2020 was the year like no other. Everyone can agree with that. The pandemic changed our lives a lot – the pace of digitalization has gone from tortoise to a Space-X rocket!
For me, this year has also changed a lot of things. I’ve moved into new field of medical signal analysis using ML. I realized that my skillset can be used to help people. Maybe not the ones that were hit by the pandemic, but still people who need our help.
Together with a team of great specialists from the Sahlgrenska university hospital, we managed to create a set-up of collecting data in the operation room, tagging them and then, finally using ML.
In the last three months, we managed to move from 0 to having three articles in the making, collecting data from several patients, fantastic accuracy and a great deal of fun.
I’ve reflected upon this project and it’s probably the project where I had the most fun during 2020. It’s a completely new set-up, great team, extreme energy in the work and a great deal of meaning behind it.
The project was partially sponsored by Chalmers CHAIR initiative. Thank you!
Machine learning is hungry for data. The more you have, the happier it will be. Seems very easy when we learn how to program ML and how it works – there is plenty of open data sources to practice and learn from.

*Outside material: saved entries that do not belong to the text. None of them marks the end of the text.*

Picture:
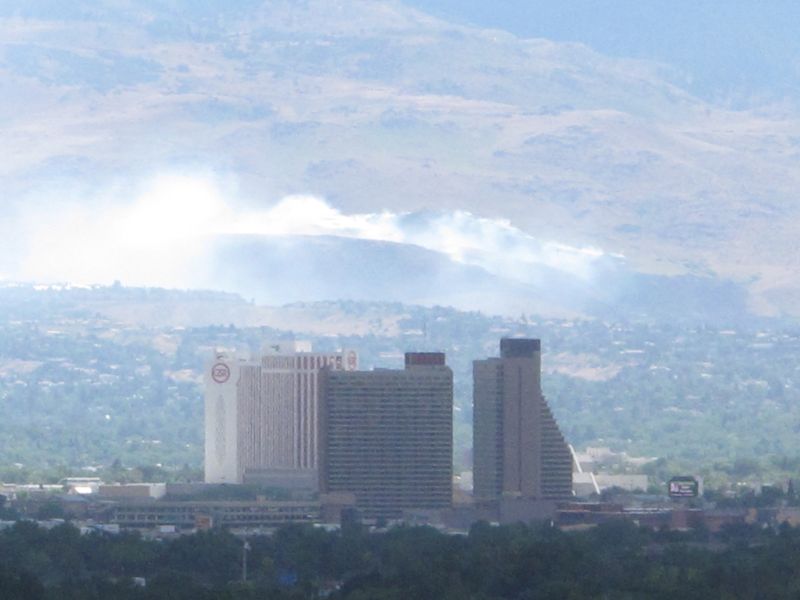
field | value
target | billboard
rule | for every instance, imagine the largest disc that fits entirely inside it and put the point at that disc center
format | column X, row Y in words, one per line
column 683, row 487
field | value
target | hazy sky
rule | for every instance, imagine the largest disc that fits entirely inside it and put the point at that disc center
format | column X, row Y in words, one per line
column 741, row 50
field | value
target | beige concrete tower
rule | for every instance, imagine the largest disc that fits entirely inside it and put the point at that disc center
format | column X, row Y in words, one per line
column 262, row 414
column 518, row 451
column 387, row 436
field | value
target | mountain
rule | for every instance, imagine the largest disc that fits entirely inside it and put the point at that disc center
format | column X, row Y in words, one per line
column 377, row 106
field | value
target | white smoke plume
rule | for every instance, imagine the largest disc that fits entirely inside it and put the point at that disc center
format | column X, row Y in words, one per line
column 159, row 236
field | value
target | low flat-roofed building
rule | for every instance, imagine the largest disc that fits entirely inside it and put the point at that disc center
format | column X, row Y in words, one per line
column 230, row 513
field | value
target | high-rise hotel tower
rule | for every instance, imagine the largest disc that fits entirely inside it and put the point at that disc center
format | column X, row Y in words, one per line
column 518, row 450
column 386, row 436
column 262, row 414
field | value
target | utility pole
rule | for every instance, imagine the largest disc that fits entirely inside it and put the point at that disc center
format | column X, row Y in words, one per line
column 245, row 548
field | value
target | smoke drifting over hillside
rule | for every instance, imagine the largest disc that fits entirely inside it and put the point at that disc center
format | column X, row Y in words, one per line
column 161, row 236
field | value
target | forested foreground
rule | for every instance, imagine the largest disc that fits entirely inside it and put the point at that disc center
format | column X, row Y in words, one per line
column 616, row 560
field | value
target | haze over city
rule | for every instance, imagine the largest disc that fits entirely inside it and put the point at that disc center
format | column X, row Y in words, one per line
column 399, row 299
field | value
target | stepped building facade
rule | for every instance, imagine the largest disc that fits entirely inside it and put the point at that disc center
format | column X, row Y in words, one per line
column 519, row 453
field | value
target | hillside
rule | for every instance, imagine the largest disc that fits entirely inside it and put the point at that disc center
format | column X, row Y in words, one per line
column 90, row 376
column 377, row 107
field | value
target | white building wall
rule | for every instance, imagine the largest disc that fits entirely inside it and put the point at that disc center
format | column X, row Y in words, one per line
column 221, row 420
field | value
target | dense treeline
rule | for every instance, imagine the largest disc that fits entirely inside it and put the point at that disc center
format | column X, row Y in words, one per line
column 615, row 560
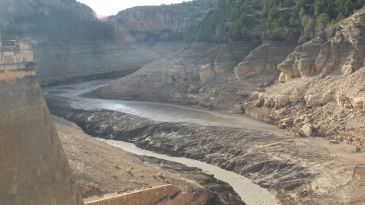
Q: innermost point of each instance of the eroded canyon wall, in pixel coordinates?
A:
(65, 62)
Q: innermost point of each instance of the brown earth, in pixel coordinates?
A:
(299, 170)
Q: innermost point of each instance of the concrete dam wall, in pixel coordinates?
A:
(34, 169)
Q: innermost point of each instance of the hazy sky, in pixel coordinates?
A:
(111, 7)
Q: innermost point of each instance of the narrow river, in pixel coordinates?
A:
(249, 192)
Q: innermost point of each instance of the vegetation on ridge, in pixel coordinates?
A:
(272, 19)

However, when we want to use ML for our purposes, things get a bit more complicated. There is a lot of data, but not in the right format. The one that is in the right format is incomplete. The one that is complete, is noisy. The one that is not noisy is too little. We need to collect more. And so the story goes on, and on, and on….

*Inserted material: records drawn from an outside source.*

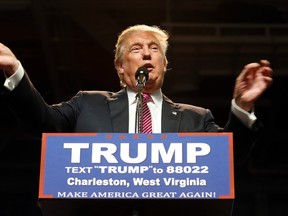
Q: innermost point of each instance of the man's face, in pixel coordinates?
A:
(142, 49)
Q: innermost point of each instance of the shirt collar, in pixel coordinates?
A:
(156, 96)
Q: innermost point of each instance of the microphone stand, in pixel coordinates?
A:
(138, 119)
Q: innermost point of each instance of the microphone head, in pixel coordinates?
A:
(142, 72)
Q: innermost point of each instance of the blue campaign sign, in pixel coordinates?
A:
(122, 165)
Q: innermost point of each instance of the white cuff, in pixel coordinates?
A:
(12, 81)
(245, 117)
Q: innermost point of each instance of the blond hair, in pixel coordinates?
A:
(161, 35)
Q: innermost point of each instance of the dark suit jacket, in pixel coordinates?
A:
(104, 111)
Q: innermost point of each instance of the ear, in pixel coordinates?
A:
(119, 68)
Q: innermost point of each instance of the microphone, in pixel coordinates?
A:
(141, 77)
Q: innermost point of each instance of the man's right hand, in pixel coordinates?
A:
(8, 61)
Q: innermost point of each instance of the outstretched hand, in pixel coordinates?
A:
(8, 61)
(251, 83)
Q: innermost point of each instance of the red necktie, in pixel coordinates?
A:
(146, 126)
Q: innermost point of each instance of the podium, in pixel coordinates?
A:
(107, 174)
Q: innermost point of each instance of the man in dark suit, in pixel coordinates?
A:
(104, 111)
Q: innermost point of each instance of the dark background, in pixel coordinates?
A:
(68, 45)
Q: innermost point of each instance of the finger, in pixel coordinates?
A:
(252, 67)
(265, 63)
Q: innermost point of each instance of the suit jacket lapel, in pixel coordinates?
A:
(118, 104)
(170, 116)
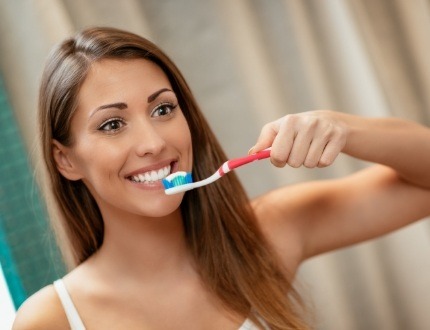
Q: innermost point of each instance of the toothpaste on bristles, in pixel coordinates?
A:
(177, 179)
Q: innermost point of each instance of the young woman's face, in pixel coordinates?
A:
(129, 133)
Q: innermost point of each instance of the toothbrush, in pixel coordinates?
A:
(182, 181)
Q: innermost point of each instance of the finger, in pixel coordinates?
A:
(282, 144)
(265, 140)
(300, 148)
(316, 149)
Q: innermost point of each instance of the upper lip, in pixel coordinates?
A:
(151, 167)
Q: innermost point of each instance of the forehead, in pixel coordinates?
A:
(109, 79)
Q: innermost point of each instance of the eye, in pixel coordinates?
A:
(164, 109)
(111, 125)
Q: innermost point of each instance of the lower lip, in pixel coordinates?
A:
(156, 185)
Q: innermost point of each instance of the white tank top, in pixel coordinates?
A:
(76, 323)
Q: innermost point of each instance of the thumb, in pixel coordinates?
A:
(265, 140)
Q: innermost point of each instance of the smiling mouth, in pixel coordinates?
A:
(151, 176)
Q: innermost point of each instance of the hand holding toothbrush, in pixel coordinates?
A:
(312, 139)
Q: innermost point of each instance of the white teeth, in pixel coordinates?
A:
(152, 176)
(147, 177)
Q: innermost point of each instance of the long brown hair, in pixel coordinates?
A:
(233, 258)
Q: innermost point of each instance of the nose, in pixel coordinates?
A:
(148, 141)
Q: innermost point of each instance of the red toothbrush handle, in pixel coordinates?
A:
(235, 163)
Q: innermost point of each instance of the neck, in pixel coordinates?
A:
(143, 247)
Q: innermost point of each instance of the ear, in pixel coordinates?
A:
(65, 165)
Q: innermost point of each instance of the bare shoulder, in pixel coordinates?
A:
(279, 225)
(43, 310)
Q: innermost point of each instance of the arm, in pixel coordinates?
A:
(43, 310)
(326, 215)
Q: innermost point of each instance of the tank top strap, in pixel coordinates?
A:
(69, 308)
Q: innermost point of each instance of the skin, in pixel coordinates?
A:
(129, 283)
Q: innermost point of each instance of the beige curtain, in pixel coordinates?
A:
(251, 61)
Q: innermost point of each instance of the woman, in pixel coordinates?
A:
(115, 117)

Collecting the data is not that problematic, as it can often be automated. At least in software engineering, automotive, telecon, transport/logistic and medicine. These are the ones I know, anyways. What is problematic, though is data labelling. It is the activity where we take each data point and add a class to it, or its label if we speak machine-learnish. The person doing the labelling needs to be competent to be able to label the data correctly – he/she needs to know the domain, know the data, know the context. Then, this person also needs to have a fantastic memory, because the labels need to be consistent. They also need to be unambiguous given the underlying feature vector.

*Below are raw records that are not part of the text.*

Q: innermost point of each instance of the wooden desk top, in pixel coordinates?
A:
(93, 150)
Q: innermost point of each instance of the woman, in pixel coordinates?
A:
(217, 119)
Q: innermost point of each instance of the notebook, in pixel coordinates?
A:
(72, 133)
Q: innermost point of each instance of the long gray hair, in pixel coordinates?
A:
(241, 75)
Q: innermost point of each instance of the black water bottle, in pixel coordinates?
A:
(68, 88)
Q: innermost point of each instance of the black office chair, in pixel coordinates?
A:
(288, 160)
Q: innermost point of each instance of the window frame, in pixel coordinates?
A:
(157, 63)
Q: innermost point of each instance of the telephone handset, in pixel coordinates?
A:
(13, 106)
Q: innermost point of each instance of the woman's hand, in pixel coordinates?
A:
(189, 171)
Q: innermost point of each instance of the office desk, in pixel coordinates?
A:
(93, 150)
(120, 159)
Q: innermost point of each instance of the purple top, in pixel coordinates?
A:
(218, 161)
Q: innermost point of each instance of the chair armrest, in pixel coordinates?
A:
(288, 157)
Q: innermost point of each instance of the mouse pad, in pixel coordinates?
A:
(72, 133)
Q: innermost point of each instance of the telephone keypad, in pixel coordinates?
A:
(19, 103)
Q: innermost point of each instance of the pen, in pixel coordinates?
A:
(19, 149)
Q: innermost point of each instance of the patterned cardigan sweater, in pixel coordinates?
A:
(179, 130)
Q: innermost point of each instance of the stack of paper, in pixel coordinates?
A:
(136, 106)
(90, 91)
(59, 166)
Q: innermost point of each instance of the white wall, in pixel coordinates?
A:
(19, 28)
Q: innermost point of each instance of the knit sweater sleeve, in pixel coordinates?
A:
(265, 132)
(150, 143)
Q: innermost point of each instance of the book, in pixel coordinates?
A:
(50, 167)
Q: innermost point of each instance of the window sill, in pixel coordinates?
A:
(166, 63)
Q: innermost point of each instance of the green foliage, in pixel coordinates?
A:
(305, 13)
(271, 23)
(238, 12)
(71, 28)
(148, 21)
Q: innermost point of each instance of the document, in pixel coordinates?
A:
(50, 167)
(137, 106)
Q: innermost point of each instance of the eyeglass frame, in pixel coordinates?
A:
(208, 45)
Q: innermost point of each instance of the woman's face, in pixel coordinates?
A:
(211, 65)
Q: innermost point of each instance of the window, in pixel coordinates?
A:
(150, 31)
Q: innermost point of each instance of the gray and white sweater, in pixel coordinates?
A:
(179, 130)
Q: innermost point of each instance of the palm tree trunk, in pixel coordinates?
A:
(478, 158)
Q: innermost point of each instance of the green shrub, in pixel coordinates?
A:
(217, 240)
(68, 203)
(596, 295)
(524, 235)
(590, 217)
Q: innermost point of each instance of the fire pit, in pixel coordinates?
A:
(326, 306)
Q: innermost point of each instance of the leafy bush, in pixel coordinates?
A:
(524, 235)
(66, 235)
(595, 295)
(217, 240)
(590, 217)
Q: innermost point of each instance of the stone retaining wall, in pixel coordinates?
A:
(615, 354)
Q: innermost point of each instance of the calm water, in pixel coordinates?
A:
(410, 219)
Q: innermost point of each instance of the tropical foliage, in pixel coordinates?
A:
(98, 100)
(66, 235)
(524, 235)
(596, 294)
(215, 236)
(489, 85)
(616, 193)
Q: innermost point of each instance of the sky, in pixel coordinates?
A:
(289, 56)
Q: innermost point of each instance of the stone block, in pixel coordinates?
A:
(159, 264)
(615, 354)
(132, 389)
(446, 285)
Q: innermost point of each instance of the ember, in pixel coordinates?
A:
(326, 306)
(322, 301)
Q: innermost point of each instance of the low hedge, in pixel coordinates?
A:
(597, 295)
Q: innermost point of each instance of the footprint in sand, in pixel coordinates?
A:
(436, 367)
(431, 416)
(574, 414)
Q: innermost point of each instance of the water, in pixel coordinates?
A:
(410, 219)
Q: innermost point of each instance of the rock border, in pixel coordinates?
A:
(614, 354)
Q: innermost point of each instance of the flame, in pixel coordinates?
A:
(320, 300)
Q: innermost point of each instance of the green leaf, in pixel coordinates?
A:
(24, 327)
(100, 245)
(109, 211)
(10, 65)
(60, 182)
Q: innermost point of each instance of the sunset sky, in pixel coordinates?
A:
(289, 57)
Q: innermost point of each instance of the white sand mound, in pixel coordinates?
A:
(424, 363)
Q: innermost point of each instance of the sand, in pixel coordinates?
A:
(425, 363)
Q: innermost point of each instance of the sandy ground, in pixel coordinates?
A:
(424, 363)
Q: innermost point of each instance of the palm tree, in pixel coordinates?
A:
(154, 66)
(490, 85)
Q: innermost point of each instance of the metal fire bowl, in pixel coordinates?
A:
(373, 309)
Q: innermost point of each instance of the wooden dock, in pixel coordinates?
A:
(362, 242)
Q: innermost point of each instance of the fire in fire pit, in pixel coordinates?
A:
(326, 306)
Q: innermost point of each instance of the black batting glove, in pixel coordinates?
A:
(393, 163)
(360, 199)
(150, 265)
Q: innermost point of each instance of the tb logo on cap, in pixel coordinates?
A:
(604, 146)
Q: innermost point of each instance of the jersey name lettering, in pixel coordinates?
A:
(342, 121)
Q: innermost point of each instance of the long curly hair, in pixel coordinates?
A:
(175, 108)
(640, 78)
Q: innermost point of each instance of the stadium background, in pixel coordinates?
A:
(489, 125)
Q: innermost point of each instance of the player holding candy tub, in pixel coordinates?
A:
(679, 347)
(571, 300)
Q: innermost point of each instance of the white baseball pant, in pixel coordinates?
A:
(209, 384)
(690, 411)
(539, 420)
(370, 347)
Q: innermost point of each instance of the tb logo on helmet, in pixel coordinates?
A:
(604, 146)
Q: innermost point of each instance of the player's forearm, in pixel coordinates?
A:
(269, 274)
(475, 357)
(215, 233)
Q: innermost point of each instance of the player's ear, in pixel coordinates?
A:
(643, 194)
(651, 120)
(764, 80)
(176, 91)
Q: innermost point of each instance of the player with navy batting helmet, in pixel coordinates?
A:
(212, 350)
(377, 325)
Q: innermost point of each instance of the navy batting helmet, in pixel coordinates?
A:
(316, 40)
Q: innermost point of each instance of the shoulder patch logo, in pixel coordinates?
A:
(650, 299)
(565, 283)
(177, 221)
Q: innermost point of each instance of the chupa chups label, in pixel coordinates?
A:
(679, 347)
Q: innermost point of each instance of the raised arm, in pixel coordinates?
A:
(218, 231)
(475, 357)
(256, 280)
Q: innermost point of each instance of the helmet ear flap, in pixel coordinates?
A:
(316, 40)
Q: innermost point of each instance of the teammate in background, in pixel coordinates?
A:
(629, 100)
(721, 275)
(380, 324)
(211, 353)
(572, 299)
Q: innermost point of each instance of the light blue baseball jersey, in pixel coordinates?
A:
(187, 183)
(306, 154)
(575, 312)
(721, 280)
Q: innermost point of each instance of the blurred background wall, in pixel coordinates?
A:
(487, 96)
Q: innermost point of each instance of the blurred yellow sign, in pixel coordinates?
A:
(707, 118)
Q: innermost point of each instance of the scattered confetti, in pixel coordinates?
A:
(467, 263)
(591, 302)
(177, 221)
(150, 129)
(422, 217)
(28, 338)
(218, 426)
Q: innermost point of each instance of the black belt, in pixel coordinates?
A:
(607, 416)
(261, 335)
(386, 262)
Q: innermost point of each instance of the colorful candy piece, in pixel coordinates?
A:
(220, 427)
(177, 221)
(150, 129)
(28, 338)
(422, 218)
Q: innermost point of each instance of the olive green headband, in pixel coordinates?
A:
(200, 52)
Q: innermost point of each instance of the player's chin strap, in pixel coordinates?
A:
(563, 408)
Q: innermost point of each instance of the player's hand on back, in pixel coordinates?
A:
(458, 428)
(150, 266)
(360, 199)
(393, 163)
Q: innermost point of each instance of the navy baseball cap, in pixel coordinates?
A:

In this paper, colleagues from our department study the process of data labelling and its challenges.
They find the following to be selected examples of challenges:
Lack of a systematic approach to labeling data for specific features
Unclear responsibility for labeling
Difficulty to find a correlation between labels and features
Skewed label distributions
Difficulty to predict future uses for datasets
I think it’s a great work and reading for everyone who wants to get into ML for real, start using it at a company and understand whether it’s actually gives any benefit.
From the abstract: Labeling is a cornerstone of supervised machine learning. However, in industrial applications, data is often not labeled, which complicates using this data for machine learning. Although there are well-established labeling techniques such as crowdsourcing, active learning, and semi-supervised learning, these still do not provide accurate and reliable labels for every machine learning use case in the industry. In this context, the industry still relies heavily on manually annotating and labeling their data. This study investigates the challenges that companies experience when annotating and labeling their data. We performed a case study using a semi-structured interview with data scientists at two companies to explore their problems when labeling and annotating their data. This paper provides two contributions. We identify industry challenges in the labeling process, and then we propose mitigation strategies for these challenges.